Hi everyone! In this notebook we will learn how to train a model with eager mode of Tensorflow 2.0. For teaching objectives, we just focus on implementing the training phase with eager mode. A more comprehensive training procedure is given in KerasTraining.ipynb.

In [None]:
import tensorflow as tf
import numpy as np
from tensorflow import keras
from tensorflow.keras import layers
import utils
import matplotlib.pyplot as plt
print(tf.__version__)

In [None]:
class_names = ['0', '1', '2', '3', '4', '5', '6', '7', '8', '9']

Preparing Data

In [None]:
(x_train, y_train), (x_test, y_test) = keras.datasets.mnist.load_data()
x_train = x_train.astype('float32').reshape((-1,28,28,1))
x_test = x_test.astype('float32').reshape((-1,28,28,1))
x_train /= 255.0
x_test /= 255.0
trainDataset = tf.data.Dataset.from_tensor_slices((x_train, y_train))

Preparing a simple Model.

In [None]:
cnnModel = keras.Sequential()
cnnModel.add(layers.Conv2D(input_shape=[28,28,1],filters = 32, kernel_size = 3, strides = 1,
                       activation = 'relu'))
cnnModel.add(layers.Conv2D(filters = 32, kernel_size = 3, strides = 1,
                       activation = 'relu'))
cnnModel.add(layers.MaxPool2D(pool_size = 2, strides = 2))
cnnModel.add(layers.Conv2D(filters = 64, kernel_size = 3, strides = 1,
                       activation = 'relu'))
cnnModel.add(layers.Conv2D(filters = 64, kernel_size = 3, strides = 1,
                       activation = 'relu'))
cnnModel.add(layers.MaxPool2D(pool_size = 2, strides = 2))
cnnModel.add(layers.Flatten())
cnnModel.add(layers.Dense(units = 512, activation = 'relu'))
cnnModel.add(layers.Dense(units = 10, activation = 'softmax'))
cnnModel.summary()

Necessary components in training procedure: <b>Optimizer</b>, <b>loss</b> and <b>metrics</b>.

In [None]:
optimizer = tf.keras.optimizers.RMSprop()

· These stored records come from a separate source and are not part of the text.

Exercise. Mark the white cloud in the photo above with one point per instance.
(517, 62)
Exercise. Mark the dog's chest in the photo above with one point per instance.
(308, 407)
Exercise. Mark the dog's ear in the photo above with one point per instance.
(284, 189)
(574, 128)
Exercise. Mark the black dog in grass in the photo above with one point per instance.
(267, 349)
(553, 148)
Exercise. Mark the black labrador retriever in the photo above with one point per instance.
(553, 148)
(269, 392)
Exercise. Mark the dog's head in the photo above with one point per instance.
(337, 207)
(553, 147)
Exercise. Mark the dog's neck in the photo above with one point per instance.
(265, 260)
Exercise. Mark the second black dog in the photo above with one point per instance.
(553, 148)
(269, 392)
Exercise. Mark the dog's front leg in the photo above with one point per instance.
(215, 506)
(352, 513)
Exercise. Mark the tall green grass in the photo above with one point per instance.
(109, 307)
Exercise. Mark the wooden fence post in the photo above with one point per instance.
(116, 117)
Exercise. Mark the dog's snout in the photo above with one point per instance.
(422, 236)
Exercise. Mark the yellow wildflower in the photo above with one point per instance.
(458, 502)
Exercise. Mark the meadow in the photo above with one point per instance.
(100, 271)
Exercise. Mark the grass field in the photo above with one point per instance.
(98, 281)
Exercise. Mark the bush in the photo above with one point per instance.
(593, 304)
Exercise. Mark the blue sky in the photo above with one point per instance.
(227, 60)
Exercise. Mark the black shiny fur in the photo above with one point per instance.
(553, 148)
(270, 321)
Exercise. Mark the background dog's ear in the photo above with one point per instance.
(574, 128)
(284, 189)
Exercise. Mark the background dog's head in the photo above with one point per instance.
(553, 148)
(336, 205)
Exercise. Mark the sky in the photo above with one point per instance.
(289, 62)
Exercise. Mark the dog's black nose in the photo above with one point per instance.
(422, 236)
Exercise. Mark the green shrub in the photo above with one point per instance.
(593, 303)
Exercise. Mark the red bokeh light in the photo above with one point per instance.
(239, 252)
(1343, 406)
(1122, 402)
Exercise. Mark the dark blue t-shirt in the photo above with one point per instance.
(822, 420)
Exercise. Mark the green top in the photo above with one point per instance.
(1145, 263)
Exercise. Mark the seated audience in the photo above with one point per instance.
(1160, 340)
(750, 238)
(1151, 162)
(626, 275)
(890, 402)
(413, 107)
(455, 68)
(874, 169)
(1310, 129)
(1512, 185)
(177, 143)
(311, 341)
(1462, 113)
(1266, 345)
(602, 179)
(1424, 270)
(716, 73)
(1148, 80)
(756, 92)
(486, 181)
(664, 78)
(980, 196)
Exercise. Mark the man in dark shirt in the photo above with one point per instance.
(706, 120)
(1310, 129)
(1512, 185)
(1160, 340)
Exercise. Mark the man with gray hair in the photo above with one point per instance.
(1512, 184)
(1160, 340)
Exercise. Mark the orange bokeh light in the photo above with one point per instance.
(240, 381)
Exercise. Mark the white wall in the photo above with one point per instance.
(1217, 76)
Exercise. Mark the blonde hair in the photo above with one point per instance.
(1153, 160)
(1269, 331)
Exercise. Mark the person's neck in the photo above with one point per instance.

compute_loss = tf.keras.losses.SparseCategoricalCrossentropy()

compute_accuracy = tf.keras.metrics.SparseCategoricalAccuracy()

Automatic differentiation is useful for implementing machine learning algorithms such as backpropagation for training neural networks. During eager execution, use tf.GradientTape to trace operations for computing gradients later.

All forward-pass operations get recorded to a "tape". To compute the gradient, play the tape backwards and then discard. So a particular tf.GradientTape can only compute gradient once; subsequent calls throw a runtime error.

In [None]:
def train_one_step(model, optimizer, x, y):
    with tf.GradientTape() as tape:
        logits = model(x)
        loss = compute_loss(y, logits)

    grads = tape.gradient(loss, model.trainable_variables)
    optimizer.apply_gradients(zip(grads, model.trainable_variables))

    compute_accuracy(y, logits)
    return loss

tf.function annotation will construct a graph by packing operations in the function, which may reduce the running time. However, more time is needed for initializing the graph.

In [None]:
subTrainDataset = trainDataset.batch(64).take(1000)

In [None]:
@tf.function
def train(model, optimizer, trainDataset):
    step =  0
    for x,y in subTrainDataset:
        step += 1
        loss = train_one_step(model, optimizer, x, y)
        if tf.equal(step % 50, 0):
            tf.print("loss: ", loss, " accuracy :", compute_accuracy.result())

In [None]:
train(cnnModel, optimizer, trainDataset)